Elise Chen | Junior | International Affairs | Amman, Jordan | University of Jordan
The first rule of living in Amman, Jordan is: don’t smile. Seriously. Smiling at a cab driver or a sales clerk is haraam (forbidden), implying a degree of familiarity so close as to be vulgar. There is such a huge divide here between friends or family and strangers. What never occurs to you in the States is that, unless a cab driver is being overtly inappropriate toward you, you smile at him when you get out of his car. Not so much in Amman. It has been consistently drilled into us over the past few days of orientation that smiling at a service worker is tantamount to a breathy-voiced invitation of mutual congress. And so over the past few days the cab drivers of Amman have been witness to the unique spectacle of me consciously semi-scowling in an effort to keep from giving my host family a really bad reputation.
It’s tricky, though, because the intense-personal-distance rule does not apply to everyone or even most people you come into contact with. I got a good taste of this on my flight over. You see, I’m a guarded traveler. I expect my plane seatmates to give me the appropriate amount of distance to keep our very American personal space bubbles intact.
I read in the compulsory “Understanding Arabs” handbook that, to paraphrase, Arabs have no sense of personal space because mentally burying the individual allows for much greater population density. I’d mainly blown this tidbit off, partially because it seemed condescending and assumptive and partially because the author is on the Georgetown faculty. And when I got on the plane, preliminary observations indicated that I was right not to take Margaret K. Nydell’s guidance seriously. My seatmate did not smile at me and did not even seem very inclined to allow me to scoot past her into the window seat. She had also wedged her pillow and fleece blanket into her side of our mutual armrest, creating even more space between us. Perfect! We started idly chatting, asking each other where we were from, why we were going to Amman, etc. We even bonded a bit over our shared annoyance at the sheer number of babies on the plane.

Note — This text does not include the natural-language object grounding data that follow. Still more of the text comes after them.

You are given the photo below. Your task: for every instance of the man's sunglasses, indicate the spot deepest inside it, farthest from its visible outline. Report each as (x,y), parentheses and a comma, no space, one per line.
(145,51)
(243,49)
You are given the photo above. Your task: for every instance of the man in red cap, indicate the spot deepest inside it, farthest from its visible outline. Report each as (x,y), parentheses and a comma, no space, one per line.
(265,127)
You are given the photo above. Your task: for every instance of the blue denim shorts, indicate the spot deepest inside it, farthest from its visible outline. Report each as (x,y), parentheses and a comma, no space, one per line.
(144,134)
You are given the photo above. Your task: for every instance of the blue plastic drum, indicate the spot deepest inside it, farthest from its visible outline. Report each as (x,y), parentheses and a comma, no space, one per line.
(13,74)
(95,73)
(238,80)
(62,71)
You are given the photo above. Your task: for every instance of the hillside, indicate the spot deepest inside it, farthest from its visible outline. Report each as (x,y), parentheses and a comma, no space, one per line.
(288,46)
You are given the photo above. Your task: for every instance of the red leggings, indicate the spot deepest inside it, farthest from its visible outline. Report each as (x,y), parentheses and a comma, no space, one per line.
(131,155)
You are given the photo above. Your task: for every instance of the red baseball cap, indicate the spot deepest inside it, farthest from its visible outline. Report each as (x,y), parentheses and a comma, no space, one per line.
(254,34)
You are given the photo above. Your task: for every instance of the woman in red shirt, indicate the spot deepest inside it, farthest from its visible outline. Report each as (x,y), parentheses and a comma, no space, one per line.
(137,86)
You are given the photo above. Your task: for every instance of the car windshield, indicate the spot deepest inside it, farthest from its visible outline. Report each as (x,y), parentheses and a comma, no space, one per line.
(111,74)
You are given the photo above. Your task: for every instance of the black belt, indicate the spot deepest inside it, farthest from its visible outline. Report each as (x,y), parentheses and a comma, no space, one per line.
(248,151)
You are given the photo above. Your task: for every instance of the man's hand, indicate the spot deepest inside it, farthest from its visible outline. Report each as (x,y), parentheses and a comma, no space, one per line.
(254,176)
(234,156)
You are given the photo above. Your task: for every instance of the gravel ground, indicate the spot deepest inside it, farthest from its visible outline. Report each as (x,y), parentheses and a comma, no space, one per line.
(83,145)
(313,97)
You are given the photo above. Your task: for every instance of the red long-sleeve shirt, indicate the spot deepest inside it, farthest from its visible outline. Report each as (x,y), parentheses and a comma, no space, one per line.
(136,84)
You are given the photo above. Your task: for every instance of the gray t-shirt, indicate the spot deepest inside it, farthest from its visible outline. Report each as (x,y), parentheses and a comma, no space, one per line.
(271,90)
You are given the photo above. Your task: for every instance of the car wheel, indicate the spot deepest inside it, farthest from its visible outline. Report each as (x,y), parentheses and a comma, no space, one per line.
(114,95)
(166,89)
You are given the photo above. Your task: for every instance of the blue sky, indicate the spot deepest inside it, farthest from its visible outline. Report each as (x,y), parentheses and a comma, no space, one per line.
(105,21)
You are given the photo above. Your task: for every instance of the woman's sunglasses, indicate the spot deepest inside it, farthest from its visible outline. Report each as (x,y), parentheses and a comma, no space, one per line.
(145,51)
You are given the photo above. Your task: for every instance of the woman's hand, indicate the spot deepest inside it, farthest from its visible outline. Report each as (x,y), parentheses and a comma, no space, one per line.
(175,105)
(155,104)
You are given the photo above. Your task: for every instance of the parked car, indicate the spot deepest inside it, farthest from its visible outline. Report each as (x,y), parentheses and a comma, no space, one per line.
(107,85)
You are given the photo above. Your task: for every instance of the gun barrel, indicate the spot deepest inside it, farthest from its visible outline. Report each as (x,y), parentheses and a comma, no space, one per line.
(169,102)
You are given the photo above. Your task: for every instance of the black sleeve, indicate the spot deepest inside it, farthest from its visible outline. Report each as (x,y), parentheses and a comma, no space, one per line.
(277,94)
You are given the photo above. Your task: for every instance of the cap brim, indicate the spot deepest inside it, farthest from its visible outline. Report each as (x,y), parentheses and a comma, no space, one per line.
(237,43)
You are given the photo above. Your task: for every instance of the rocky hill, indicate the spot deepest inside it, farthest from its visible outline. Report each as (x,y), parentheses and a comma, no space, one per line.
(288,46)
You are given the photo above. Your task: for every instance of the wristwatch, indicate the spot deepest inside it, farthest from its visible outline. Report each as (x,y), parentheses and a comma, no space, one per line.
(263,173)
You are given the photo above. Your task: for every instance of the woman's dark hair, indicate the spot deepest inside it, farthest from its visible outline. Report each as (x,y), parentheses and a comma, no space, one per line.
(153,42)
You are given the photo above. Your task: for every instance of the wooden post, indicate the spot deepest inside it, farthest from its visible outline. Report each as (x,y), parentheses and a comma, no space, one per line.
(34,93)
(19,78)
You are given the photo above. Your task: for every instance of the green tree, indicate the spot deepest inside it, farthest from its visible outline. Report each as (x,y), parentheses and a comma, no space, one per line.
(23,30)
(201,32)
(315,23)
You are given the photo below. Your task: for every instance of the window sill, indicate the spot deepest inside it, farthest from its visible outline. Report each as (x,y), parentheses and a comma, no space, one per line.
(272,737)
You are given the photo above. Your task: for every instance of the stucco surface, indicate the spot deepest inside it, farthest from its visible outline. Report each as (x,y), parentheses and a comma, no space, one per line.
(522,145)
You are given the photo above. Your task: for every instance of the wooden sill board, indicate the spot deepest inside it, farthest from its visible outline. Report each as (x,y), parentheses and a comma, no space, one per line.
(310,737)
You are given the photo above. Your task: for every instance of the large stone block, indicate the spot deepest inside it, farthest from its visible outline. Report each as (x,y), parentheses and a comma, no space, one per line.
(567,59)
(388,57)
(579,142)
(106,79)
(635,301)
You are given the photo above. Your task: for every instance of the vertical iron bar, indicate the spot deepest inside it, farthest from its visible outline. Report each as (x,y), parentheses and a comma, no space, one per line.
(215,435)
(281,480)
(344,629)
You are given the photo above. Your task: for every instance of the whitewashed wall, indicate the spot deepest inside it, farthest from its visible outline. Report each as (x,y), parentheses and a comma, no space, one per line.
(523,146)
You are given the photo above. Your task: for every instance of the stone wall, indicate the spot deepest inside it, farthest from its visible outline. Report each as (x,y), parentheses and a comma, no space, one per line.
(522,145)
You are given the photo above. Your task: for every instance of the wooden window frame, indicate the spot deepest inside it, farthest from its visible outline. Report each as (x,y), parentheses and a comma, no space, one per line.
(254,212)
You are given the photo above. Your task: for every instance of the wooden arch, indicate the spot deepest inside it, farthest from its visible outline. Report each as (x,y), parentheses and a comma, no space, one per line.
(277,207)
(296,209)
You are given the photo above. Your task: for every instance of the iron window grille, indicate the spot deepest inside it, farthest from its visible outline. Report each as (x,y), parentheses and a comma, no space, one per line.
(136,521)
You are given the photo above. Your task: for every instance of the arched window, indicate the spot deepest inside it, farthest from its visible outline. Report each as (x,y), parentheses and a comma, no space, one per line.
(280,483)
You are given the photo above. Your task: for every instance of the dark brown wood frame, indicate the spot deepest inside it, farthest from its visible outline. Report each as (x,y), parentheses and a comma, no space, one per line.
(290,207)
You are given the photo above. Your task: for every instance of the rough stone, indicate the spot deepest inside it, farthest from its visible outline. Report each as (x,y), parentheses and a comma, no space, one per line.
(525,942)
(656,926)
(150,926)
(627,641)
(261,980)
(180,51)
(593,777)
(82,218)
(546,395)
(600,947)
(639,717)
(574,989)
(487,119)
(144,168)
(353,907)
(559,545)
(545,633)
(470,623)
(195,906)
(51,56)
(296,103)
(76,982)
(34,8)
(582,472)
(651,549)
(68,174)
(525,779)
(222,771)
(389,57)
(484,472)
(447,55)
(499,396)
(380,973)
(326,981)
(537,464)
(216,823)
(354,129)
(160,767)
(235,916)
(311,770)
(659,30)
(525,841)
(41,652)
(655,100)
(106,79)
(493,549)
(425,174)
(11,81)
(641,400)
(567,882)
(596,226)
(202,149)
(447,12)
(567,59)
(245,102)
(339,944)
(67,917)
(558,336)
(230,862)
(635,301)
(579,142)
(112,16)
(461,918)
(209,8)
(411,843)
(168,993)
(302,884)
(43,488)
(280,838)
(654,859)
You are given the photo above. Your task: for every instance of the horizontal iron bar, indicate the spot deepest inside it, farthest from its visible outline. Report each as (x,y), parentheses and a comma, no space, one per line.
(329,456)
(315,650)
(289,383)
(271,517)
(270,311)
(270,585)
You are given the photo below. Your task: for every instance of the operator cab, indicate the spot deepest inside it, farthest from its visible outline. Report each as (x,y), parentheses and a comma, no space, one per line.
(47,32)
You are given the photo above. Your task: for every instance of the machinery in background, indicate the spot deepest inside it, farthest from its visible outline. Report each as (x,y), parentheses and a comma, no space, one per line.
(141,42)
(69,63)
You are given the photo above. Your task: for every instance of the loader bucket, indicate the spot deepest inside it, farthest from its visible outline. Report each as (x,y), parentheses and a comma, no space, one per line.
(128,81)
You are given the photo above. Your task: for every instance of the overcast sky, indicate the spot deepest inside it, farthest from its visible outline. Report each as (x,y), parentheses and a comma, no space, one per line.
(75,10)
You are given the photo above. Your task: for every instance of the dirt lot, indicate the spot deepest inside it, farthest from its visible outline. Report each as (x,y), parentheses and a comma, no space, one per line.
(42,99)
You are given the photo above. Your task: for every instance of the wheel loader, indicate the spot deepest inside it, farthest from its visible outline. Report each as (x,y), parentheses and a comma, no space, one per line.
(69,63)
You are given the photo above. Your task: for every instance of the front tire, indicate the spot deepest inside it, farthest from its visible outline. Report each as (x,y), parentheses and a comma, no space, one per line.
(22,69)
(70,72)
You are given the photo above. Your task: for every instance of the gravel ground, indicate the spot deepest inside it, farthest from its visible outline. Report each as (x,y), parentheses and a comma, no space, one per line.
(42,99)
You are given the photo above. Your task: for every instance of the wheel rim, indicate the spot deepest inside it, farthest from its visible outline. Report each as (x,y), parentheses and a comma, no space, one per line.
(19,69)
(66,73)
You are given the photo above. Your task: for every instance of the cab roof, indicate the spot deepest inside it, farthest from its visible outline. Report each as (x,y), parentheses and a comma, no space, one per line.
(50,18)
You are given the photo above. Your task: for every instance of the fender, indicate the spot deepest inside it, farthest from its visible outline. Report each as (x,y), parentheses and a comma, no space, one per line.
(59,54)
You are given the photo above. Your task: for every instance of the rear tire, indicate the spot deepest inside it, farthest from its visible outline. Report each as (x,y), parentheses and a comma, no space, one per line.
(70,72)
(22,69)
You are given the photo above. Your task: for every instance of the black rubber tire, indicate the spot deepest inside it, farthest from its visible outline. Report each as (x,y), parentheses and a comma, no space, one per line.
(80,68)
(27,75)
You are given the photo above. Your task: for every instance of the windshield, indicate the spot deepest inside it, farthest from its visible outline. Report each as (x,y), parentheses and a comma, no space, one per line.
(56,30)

In retrospect, I believe that was the point at which I switched from being simply a conveniently small seatmate—i.e. a stranger—to a known person. Because that’s when the physical contact started. At first, it was just an elbow over the armrest. I let it go because she was asleep. Then she woke up and the elbow remained while she watched some back episodes of “True Blood.” Then it was some low-key footsies while she readjusted after taking her shoes off (although, to be fair, they were heeled, over-the-knee boots; anyone would need to wriggle around after wearing them). At this point, I was feeling a bit put-upon due to the airborne expectations I’ve noted above. But then the other thigh-high boot dropped. She got up to get a drink and asked me if I’d like one too. When I said, “yes please,” she responded, “Okay, habibti,” smiled, and chucked my chin before heading out to find a flight attendant.
She chucked my chin! Who even does that? I think I saw James Bond do it once in a movie. Perhaps John Wayne too. Everyone in Disney’s “Robin Hood” does it, but they’re anthropomorphized woodland creatures, for crying out loud. It threw me off guard. So, while my new friend was very kindly requesting a soda on my behalf, I tried to consider, Margaret Mead-like, why that gesture had startled me and what kind of cultural significance it has.
Why don’t Americans like to be touched? It’s kind of weird, actually. The awkward jockeying inside a crowded elevator or at a urinal can’t be good for our mental health. But before I had time to work out the answer, my new friend came back with a cup of soda for me and settled back into her invasive (to Americans) or friendly (to Jordanians) posture. So I let it go and started the long and strange process of adjusting to life as an American in an Arab society.